Understanding the Variational Autoencoder

11 minute read

Published:

Before you read: this blog is intended for people that already had some knowledge on VAE. If you are totally new to VAE, I suggest you read other blogs first.

Table of Contents

Probabilistic Generative Models (with maximum likelihood estimation)

Why do we care about the density of images $p(X)$?

We formulate the process of generating data as a probablistic sampling process, with the assumption that all images in the world are drawn from an underlying distribution, with a density function $p(X)$. Our goal is to approximate the underlying true distribution $p(X)$ with a model $p_\theta(X)$ with parameters $\theta$. The parameters are updated by maximizing the (log) likelihood of a training set ${x_1, x_2, …, x_M}$. Formally, the objective is

\[\arg\max_\theta \log (p_\theta(x_1) \cdot p_\theta(x_2) \cdot ... \cdot p_\theta(x_M)) = \arg\max_\theta \sum_i \log p_\theta (x_i)\]

Therefore, modeling the density of images is a must if we want to use MLE to estimate model parameters.

The introduction of latent variable $z$

In VAE, there is a latent variable $z$ assumed to follow a standard Gaussian distribution:

\[z \sim \mathcal{N}(\bf 0, \bf I)\]

During training, it is computed by the encoder network given the input image $x$. During inference, $z$ is sampled to serve as the input to the decoder to generate images. The latent variable $z$ is considered to carry information about the underlying patterns of the images ${x_1, x_2, …, x_M}$. For example, given a set of human face images, one dimension of $z$ may control the sexuality while another may control if the subject wears glasses. Hence, $z$ can be seen as an unobserved label for $x$.

The Math Behind VAE

Deriving the objective function

As mentioned above, VAE uses the maximum likelihood estimation (MLE) method, which means we want to maximize the log-likelihood over all training examples $\textbf{X}={x^{(1), }x^{(2)}, …, x^{(N)}}$. Formally,

\[\log p_\theta (\textbf{X}) = \sum_{i=1}^N \log p_\theta (x^{(i)})\]
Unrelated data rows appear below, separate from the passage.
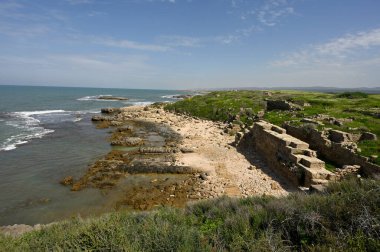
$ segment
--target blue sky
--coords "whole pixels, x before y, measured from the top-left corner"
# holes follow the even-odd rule
[[[1,0],[0,84],[380,86],[378,0]]]

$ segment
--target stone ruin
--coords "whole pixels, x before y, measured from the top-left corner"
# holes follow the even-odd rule
[[[283,128],[259,121],[251,127],[249,138],[267,165],[296,186],[321,185],[334,179],[309,144],[287,134]]]
[[[307,126],[295,126],[289,123],[283,125],[287,133],[310,144],[310,148],[316,150],[325,160],[340,167],[360,166],[359,173],[370,178],[380,178],[380,166],[371,162],[370,158],[361,156],[355,143],[354,136],[350,133],[325,129],[317,129]],[[375,134],[364,132],[359,141],[376,140]]]

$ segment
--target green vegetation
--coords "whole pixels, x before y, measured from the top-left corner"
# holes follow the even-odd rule
[[[361,99],[361,98],[367,98],[368,94],[362,93],[362,92],[344,92],[344,93],[338,94],[336,97],[348,98],[348,99]]]
[[[72,219],[1,251],[379,251],[380,182],[347,180],[325,194],[227,197],[186,209]]]
[[[361,92],[328,94],[300,91],[217,91],[178,101],[165,108],[210,120],[251,124],[253,117],[265,109],[265,99],[306,105],[301,111],[266,112],[264,119],[279,126],[285,121],[300,124],[300,120],[305,117],[322,114],[345,120],[343,125],[324,122],[324,127],[351,133],[370,131],[376,134],[379,140],[360,142],[359,147],[364,156],[377,155],[374,162],[380,164],[380,95]],[[239,115],[239,118],[234,115]]]

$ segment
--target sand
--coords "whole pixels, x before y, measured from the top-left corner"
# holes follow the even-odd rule
[[[227,125],[174,114],[163,109],[133,106],[122,109],[124,119],[145,120],[166,124],[183,138],[179,147],[185,153],[176,154],[176,165],[190,166],[203,172],[198,188],[199,198],[285,196],[295,190],[276,176],[253,151],[240,153],[234,146],[234,136],[224,133]],[[190,152],[191,151],[191,152]]]

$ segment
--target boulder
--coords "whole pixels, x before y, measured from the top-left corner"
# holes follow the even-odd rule
[[[68,176],[68,177],[65,177],[64,179],[62,179],[59,183],[61,183],[62,185],[72,185],[74,183],[74,178],[73,176]]]
[[[103,114],[112,114],[116,112],[120,112],[119,108],[102,108],[100,110]]]
[[[359,141],[366,141],[366,140],[376,141],[377,136],[376,136],[376,134],[373,134],[371,132],[364,132],[361,134]]]
[[[112,118],[108,117],[108,116],[101,116],[101,115],[94,115],[91,120],[93,122],[102,122],[102,121],[111,121]]]
[[[335,143],[345,143],[352,141],[352,135],[350,133],[340,130],[330,130],[329,139]]]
From probability theory, we know that an intuitive way of computing $p_\theta(X=x)$ would be integrating the joint probability density function of $(X, Z)$ over $z$:

\[p_\theta(X=x) = \int p_\theta(X=x, Z=z) dz\]
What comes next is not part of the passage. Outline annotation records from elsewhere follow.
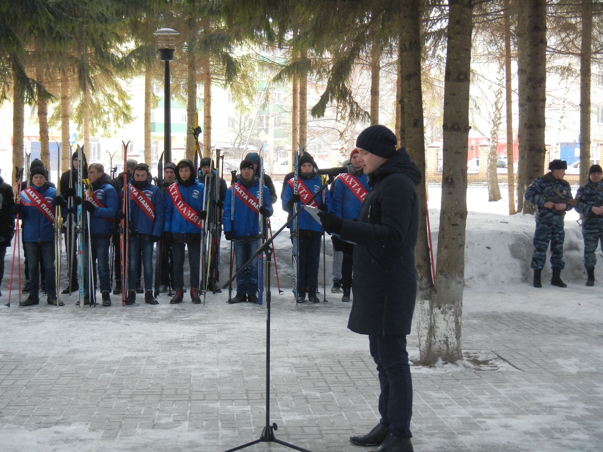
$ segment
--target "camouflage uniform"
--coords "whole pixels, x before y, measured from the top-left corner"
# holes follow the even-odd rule
[[[558,193],[555,193],[555,190]],[[565,266],[563,260],[563,241],[565,231],[563,230],[563,217],[566,210],[570,210],[573,206],[567,204],[566,210],[547,209],[543,207],[546,202],[545,198],[562,198],[572,199],[572,189],[565,180],[559,180],[549,172],[541,177],[534,179],[526,189],[524,198],[535,204],[536,213],[536,231],[534,234],[534,256],[532,257],[532,270],[541,270],[546,262],[546,250],[551,242],[551,266],[563,270]],[[564,203],[566,204],[566,203]]]
[[[596,263],[595,251],[599,242],[603,249],[603,215],[596,215],[590,211],[593,206],[603,206],[603,181],[595,184],[589,180],[586,185],[580,187],[576,194],[576,210],[582,219],[582,235],[584,239],[584,267],[594,268]]]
By substituting the joint probability density by the conditional density, we have

\[p_\theta(X=x) = \int p_\theta(X=x\vert Z=z)p_\theta(Z=z) dz = \mathbb{E}_z[\,p_\theta(X=x\vert Z=z)]\,\]

Note that $p_\theta(Z=z)$ also has $\theta$ in its notation. Here $\theta$ can be generally regarded as the set of all parameters in these density functions. However, in the real implementation of VAE, $p_\theta(Z=z)$ is independent of $\theta$ as it is assumed to be a standard Gaussian.

In other words, the likelihood function is just the expectation of the conditional probability $p_\theta(X=x\vert Z=z)$ over all possible $z$. A naive way to estimate its value is to use Monte Carlo sampling. Suppose we sample $L$ examples $z_1, z_2, …, z_L$, then the estimated $p_\theta(X=x)$ is given by

\[p_\theta(X=x) = {1 \over L} \sum_{l=1}^L p_\theta(X=x\vert Z=z_l)\]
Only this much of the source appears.